Mais, secouant la tête :

— Bah ! nous le verrons bien. En attendant, pas un mot de notre découverte, et veillons.

Dix minutes plus tard, cassette, plancher, étaient de nouveau cachés par le tapis remis en place. D’un air indifférent, Dick Fann remontait sur le pont, où il rencontrait Fleuriane, absorbée par la lecture d’un volume.

— À New-York, vous vous munirez d’un nouveau wattman, mademoiselle.

La jeune fille sursauta.

— Pourquoi ? Voulez-vous me quitter ?

Il y avait dans ces simples paroles une émotion si sincère que le détective amateur demeura un instant sans répondre.

— Non, fit-il enfin, mais pour veiller sur vous, j’ai besoin de disparaître.

— Qu’est-il donc arrivé ?

Elle avait joint les mains.
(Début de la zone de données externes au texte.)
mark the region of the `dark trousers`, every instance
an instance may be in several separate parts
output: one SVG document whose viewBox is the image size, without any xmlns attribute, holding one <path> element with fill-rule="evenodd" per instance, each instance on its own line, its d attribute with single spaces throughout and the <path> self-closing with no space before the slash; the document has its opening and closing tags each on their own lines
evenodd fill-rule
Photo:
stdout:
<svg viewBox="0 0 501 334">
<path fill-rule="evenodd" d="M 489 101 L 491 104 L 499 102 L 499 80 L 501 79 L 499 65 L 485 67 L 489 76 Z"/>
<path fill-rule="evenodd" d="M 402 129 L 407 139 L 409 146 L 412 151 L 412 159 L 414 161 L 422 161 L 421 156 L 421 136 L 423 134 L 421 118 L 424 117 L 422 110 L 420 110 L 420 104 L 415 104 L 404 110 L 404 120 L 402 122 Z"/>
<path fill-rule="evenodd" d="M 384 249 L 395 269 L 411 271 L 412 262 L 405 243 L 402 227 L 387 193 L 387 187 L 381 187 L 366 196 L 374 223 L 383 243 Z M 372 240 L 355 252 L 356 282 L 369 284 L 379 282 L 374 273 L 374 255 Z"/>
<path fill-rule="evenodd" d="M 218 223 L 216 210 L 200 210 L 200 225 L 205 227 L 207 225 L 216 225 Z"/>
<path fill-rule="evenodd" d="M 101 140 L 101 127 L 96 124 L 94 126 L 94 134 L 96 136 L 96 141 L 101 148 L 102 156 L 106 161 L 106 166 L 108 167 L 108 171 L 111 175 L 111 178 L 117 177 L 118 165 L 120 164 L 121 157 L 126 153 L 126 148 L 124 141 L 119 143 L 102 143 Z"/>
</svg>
Tout son être exprimait l’émoi. Il la rassura d’un sourire.

— Ne m’interrogez pas, je vous en prie. Par le sans-fil, faites retenir un appartement au Central-Hôtel, je vous enverrai un wattman de mon choix, et vous ne partirez que sur avis de moi.

Puis, avec une ferveur singulière :

— Ne craignez rien, je vous en conjure. Pas une minute je ne vous perdrai de vue… je vous rejoindrai à San-Francisco, peut-être avant… Mais je serai toujours autour de vous.

Il quitta brusquement la jolie Canadienne, bouleversée par cet étrange entretien, puis il rejoignit Jean Brot avec lequel il parla longuement à voix basse. Quelle mission confiait-il au gamin ?

Impossible de le savoir. Mais si la mission était active, le hasard se déclara contre lui, car, le soir même, le petit Parisien, en descendant les escaliers de la passerelle, tomba si malheureusement qu’il lui devint impossible de marcher, bien qu’il ne portât aucune blessure apparente.

Le médecin du bord bougonna vaguement ce diagnostic de fortune :

— Lésion interne.

Et prescrivit le repos absolu.

Jean fut transporté dans la cabine 16. Dick Fann lui céda la couchette du bas, et l’enfant, une fois bien bordé, parut s’endormir. Seulement, quand ses porteurs furent partis, qu’il se trouva seul dans l’étroite chambre, il fut secoué par une hilarité inexplicable, et se cacha sous les couvertures, afin que les éclats convulsifs de cette gaieté subite ne pussent parvenir au dehors.